Traición incipiente. Capítulo 22.
Ocho meses después de la aparición de Andrea
En la ciudad
Andrea volvía a casa al día siguiente, antes del amanecer, al concluir la guardia de noche. La luna brillaba sobre el despoblado solitario, partido en dos por la vacía carretera. A lo lejos, se veía la línea de los edificios rasgar el horizonte, rodeados del nebuloso resplandor anaranjado del reflejo de las luces de la ciudad, que comenzaba a desaparecer al ir aumentando la claridad.
La investigadora llegó a su calle, estacionó el automóvil en el lugar habitual y subió a su departamento. Sacó las llaves y abrió la puerta. Volteó hacia la gran ventana de la habitación tenuemente iluminada por los primeros rayos del crepúsculo y se percató de que una silueta se recortaba frente a ésta. Se sobresaltó un poco. Era Contacto, que salió del departamento, pasando junto a ella con timidez; subió por la escalera en dirección al techo. Llevaba el DDC bajo el brazo.
Andrea la siguió.

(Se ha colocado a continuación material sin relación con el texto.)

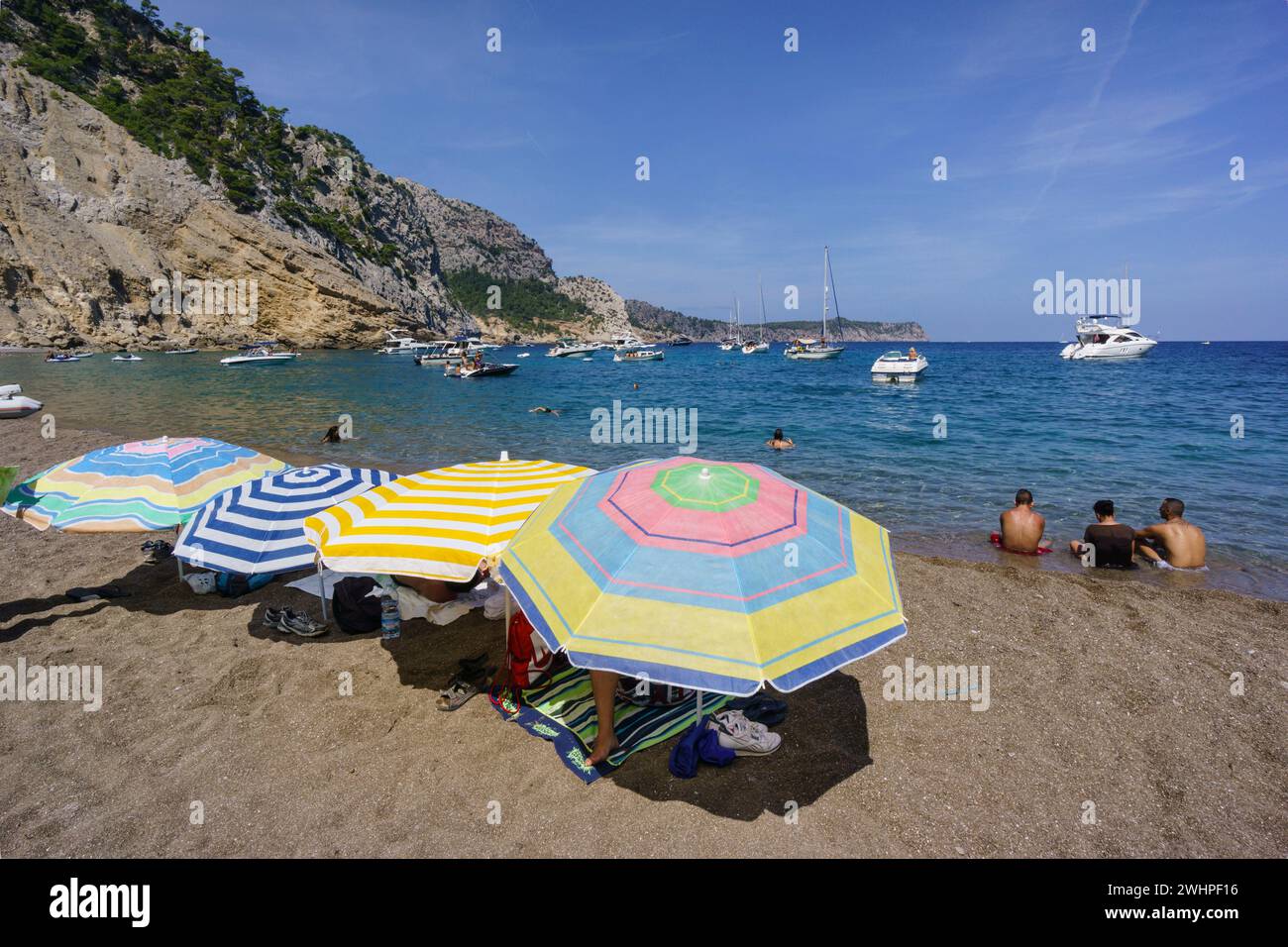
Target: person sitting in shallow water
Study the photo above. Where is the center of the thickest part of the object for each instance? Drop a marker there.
(778, 442)
(1175, 543)
(1109, 540)
(1021, 526)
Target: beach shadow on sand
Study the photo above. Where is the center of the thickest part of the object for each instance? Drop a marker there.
(824, 744)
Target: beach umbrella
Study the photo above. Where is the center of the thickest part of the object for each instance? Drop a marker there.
(258, 526)
(438, 523)
(137, 486)
(706, 575)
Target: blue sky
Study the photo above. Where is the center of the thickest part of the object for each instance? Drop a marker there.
(1056, 158)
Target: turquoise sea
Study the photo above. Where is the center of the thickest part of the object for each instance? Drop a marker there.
(1014, 415)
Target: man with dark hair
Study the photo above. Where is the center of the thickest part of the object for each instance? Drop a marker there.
(1175, 543)
(1108, 544)
(1021, 527)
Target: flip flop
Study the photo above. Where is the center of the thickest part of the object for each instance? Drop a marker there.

No sería la primera vez que conversaban en un lugar así. Cuando llegaron hasta arriba, la científica estaba en silencio, muy seria.
Contacto se recargó en la pared del cubo de la escalera, cerca de ella. Ya no tenía ninguna herida. Por un instante, creyó reconocer el aroma de Gabriel Elec en el ambiente, aunque quizá se lo estaba imaginando, horas antes estuvo muy cerca de él.
—Vine a decirte qué fue lo que pasó. La gente de De Lois sabe que tengo las placas. Trataron de obligarme para que se las entregara y no lo permití. Traté de leerlas, fue un error, no... —comenzó Contacto.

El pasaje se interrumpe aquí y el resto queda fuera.